IMG_5218.jpgJust a year ago, an article in Medium touted Will Allen as “the Godfather of Urban Farming, Who’s Breeding the Next Generation of People to Feed the World.” Allen, who started urban farming in Milwaukee in 1993, then moved on to Chicago, ended up with his Growing Power organization involved in urban farming projects around the world. Along the way, Allen won a MacArthur “genius” grant in 2008 and was named one of Time Magazine’s 2010 Time 100.

This article was first published on The Uptake, December 30, 2017 with support from the New Economy Coalition. This post is part of a News Day series on Re-Visioning Farming.

Allen’s vision, and his non-profit corporations, focused on reimagining and rebuilding a food system in cities.
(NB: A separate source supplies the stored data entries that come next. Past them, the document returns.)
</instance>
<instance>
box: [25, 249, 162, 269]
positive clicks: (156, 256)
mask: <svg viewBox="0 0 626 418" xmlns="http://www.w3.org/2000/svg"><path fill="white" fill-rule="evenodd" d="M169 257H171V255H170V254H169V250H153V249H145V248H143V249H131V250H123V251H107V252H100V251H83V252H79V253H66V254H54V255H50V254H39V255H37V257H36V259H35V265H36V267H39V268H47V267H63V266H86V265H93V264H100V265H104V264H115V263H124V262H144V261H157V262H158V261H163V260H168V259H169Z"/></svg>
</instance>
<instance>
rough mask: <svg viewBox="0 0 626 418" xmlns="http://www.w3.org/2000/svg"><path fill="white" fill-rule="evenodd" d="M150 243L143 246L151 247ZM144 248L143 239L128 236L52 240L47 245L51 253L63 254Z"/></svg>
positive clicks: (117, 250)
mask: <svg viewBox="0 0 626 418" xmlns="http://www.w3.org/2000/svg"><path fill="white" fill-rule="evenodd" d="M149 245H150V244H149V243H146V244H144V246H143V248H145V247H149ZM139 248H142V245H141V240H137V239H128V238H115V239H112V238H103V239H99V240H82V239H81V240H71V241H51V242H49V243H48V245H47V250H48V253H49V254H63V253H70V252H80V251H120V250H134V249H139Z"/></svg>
Among its ambitious projects:

  • aquaponic systems growing fish, watercress, and wheatgrass;
  • rebuilding soil through composting and vermiculture, including collection of supermarket wastes and use of red worm composting to turn them into soil;
  • increasing productivity with intensive cultivation of food plants on small plots of land;
  • sparking a passion for farming in urban youth and teaching them job skills to land jobs in the sustainable farming and food system;
  • growing mass quantities of high quality food and delivering it to people living in inner cities;
  • modeling urban farming as a real and sustainable option for people around the world.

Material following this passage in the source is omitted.